In other words, they are not an exotic disorder. They are not their traumatic experiences. They are not possessed. They did not “cause” the disorder. They did not ask for nor deserve the trauma during which it developed. They aren’t “faking.” They are not a case for you to manage. They are a regular person who needs love, acceptance, and healing.

Everyone has “parts” –different personality presentations and experiences that are expressed in different situations. We all act at least somewhat differently at a job interview than at the club, or at church, or with a close friend who is very accepting, or in class, or around a judgmental neighbor, or around a secret crush.
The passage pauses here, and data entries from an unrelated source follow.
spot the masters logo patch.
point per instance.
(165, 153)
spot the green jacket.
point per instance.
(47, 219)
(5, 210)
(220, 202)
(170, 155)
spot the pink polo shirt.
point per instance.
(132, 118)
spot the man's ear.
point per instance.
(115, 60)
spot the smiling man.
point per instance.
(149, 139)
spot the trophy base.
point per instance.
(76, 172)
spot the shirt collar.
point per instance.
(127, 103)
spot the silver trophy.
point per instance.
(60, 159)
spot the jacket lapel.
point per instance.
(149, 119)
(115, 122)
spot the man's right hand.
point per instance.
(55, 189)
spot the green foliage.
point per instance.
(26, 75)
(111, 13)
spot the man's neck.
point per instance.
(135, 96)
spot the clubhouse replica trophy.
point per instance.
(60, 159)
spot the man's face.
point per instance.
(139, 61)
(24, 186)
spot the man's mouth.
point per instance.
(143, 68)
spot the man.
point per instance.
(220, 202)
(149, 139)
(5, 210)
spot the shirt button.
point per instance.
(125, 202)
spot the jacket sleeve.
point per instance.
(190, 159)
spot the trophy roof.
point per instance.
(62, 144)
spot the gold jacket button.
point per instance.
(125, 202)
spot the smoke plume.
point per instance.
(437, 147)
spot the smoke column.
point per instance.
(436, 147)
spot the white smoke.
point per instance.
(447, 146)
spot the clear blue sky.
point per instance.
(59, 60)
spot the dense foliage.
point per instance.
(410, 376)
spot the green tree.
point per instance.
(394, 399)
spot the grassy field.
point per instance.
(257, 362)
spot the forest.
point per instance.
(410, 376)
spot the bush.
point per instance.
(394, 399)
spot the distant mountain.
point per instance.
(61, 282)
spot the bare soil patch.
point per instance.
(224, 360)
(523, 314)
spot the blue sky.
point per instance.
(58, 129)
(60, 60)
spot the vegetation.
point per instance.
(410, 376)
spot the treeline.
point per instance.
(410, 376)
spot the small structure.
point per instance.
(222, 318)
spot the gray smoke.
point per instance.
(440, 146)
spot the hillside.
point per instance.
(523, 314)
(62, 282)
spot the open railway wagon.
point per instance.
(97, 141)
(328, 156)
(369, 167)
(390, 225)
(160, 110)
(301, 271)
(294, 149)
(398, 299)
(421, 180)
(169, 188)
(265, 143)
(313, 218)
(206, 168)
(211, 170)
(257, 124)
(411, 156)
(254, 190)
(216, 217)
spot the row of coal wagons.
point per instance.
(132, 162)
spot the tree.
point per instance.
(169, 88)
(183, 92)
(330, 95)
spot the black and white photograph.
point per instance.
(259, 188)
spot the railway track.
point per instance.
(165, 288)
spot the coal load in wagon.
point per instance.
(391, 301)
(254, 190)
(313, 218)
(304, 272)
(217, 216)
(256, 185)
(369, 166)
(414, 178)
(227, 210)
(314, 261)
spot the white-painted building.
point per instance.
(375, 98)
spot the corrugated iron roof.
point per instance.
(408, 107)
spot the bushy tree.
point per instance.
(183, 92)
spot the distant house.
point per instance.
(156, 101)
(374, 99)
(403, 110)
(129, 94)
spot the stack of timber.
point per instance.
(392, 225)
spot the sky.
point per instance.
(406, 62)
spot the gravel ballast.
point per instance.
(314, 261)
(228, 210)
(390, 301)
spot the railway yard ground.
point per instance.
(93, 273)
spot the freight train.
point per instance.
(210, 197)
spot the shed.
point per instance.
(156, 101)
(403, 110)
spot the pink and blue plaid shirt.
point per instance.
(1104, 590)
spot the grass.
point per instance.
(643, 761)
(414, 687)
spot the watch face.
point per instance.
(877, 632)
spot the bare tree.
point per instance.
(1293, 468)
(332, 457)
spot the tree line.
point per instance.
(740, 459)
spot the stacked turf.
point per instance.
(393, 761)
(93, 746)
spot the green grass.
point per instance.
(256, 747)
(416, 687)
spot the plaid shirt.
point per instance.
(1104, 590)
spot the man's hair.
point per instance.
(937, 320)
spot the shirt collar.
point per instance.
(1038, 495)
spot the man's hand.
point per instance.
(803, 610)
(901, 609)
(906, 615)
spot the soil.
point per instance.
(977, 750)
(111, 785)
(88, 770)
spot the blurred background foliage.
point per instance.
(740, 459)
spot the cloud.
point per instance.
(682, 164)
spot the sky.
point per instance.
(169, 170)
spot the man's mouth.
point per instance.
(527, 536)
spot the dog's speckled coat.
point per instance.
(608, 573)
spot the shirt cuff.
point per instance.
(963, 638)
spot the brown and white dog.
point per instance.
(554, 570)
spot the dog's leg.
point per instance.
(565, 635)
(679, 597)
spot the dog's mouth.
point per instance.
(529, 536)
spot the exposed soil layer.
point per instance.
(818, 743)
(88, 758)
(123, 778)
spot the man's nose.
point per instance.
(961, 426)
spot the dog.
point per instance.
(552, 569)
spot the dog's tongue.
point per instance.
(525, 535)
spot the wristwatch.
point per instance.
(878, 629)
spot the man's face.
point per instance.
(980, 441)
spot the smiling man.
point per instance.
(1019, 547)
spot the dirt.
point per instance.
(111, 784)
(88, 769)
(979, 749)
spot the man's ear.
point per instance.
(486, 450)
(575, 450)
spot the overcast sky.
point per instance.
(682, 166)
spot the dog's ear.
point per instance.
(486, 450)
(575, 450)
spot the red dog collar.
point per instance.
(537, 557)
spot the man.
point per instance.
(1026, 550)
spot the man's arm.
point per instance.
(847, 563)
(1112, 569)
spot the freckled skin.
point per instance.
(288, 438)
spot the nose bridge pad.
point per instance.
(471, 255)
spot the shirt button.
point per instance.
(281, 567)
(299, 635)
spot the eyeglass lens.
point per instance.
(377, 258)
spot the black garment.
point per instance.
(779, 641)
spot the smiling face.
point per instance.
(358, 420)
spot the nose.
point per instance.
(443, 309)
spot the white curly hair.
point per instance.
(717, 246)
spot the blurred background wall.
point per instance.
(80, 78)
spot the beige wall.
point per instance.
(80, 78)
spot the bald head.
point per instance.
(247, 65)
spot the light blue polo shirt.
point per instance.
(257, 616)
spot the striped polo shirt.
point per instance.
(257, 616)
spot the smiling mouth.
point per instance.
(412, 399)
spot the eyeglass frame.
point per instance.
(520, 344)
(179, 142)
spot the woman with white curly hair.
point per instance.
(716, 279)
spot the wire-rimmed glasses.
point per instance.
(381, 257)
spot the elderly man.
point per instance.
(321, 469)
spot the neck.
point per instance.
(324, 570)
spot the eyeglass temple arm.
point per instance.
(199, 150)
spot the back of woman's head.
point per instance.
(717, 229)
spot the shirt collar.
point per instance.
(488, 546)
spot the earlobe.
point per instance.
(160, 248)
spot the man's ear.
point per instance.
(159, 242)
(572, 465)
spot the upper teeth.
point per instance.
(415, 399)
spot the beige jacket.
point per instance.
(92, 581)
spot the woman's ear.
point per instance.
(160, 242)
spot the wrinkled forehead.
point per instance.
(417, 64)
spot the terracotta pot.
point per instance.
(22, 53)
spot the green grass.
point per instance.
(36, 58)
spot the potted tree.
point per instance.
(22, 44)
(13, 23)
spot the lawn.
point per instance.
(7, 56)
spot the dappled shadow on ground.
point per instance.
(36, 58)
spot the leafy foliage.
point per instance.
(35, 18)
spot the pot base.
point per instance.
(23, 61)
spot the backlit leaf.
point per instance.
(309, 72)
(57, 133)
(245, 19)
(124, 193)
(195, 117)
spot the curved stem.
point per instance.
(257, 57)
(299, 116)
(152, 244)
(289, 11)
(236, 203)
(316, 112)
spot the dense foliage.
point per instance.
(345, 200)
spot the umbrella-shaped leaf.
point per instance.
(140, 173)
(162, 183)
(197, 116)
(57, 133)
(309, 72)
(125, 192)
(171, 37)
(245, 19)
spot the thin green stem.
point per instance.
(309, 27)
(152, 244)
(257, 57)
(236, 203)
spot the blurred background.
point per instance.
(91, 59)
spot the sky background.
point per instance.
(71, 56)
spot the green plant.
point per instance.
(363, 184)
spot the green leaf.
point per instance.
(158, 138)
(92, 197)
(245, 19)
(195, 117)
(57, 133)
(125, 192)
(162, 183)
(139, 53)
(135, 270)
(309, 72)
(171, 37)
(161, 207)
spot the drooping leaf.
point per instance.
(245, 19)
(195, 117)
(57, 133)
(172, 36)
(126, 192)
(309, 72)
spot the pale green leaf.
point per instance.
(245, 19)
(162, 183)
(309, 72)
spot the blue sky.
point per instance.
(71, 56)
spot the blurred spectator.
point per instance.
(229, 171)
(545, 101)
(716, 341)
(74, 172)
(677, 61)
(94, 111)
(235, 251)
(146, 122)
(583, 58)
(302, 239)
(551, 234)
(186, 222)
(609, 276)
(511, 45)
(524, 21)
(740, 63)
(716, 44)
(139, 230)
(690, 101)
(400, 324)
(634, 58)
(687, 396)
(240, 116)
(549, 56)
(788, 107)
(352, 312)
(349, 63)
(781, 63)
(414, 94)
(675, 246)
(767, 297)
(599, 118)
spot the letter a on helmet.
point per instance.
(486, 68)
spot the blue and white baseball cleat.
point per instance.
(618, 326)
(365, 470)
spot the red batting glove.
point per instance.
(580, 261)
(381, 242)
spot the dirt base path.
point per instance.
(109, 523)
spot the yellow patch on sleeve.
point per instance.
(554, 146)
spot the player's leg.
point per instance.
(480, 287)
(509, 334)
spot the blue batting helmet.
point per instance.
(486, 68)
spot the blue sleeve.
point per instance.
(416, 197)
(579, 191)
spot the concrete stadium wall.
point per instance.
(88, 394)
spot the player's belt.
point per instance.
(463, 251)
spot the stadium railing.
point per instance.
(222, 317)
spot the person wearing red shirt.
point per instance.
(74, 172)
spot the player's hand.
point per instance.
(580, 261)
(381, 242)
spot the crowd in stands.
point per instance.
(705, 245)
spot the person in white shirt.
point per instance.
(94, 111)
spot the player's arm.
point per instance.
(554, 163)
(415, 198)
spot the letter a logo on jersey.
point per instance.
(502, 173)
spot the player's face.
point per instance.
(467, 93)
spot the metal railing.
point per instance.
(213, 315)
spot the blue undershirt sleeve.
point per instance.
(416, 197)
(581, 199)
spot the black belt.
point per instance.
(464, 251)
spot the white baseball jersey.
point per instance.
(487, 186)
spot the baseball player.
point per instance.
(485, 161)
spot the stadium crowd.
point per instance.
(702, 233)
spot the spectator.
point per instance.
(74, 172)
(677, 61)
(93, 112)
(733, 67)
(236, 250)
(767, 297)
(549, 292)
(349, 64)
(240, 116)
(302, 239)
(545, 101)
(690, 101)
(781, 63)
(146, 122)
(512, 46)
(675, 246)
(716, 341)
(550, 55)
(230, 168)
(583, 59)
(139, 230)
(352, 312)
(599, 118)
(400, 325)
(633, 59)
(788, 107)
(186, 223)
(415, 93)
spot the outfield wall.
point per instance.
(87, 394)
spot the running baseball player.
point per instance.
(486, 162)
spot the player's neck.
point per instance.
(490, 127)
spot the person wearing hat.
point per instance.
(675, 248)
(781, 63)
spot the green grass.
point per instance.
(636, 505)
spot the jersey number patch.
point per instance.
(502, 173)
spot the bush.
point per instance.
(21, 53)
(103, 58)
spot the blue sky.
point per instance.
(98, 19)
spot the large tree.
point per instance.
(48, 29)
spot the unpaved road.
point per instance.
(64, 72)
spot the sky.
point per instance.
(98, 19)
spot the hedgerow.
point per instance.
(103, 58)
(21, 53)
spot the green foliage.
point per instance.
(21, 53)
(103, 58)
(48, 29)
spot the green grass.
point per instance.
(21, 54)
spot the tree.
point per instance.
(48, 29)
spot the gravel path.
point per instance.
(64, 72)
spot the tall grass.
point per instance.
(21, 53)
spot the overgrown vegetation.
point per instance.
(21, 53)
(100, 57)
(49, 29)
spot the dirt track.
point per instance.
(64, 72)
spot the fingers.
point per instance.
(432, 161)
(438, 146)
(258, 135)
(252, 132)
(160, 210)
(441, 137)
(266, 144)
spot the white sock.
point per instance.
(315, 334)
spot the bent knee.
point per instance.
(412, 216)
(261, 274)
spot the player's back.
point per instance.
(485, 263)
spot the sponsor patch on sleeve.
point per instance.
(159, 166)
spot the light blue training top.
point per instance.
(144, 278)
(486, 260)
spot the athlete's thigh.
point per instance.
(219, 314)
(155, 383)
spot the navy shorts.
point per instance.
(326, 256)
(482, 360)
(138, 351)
The main difference is that for those who have DID, those different presentations have become dissociated from each other: there is a disruption of the underlying thread of memory and consciousness that most of us have between all our parts.

An important thing to remember is that while you may not like one or some of your loved one’s parts (and you don’t have to!), there are no “bad” parts. Every part’s feelings are a valid expression, even if not every part’s wishes should be acted on.

Nothing your loved one experiences is beyond the understanding of humans generally. You don’t need to be an expert in Internal Family Systems to connect with them. It’s useful to have some information, but primarily, just be a human with a loving connection. ❤

If you are interested in reading more in-depth about Dissociative Identity Disorder from someone who experiences it, here is an essay that is addressed to therapists but may also be useful for others who have loved ones with this type of dissociation:

TEN STEPS TO BECOMING A DISSOCIATION-FRIENDLY THERAPIST

 

 

Dissociative Identity Disorder and Responsibility

For those experiencing Dissociative Identity Disorder, it is important to understand the difference between “blame” (which is about “fault” and “punishment”) and “responsibility” (which is about self-management and taking care of what needs to be taken care of).

Blame is not useful, in fact it is injurious. Responsibility is useful and necessary, however.

Every person has different sides or parts of their personality. Those whose sides or parts are dissociated can usefully develop responsibility as a whole by learning to accept and re-connect all parts. Sometimes this means that parts merge, but not always. No sides or parts should be shut out, silenced, eliminated, or disappear. It means the feelings and thoughts of all parts are heard and accepted as valid, though not necessarily acted upon.

The more we can listen to and supportively accept different sides of ourselves (whether we have dissociated parts or not!) the less likely it is that we will act out impulsively in ways we may regret later.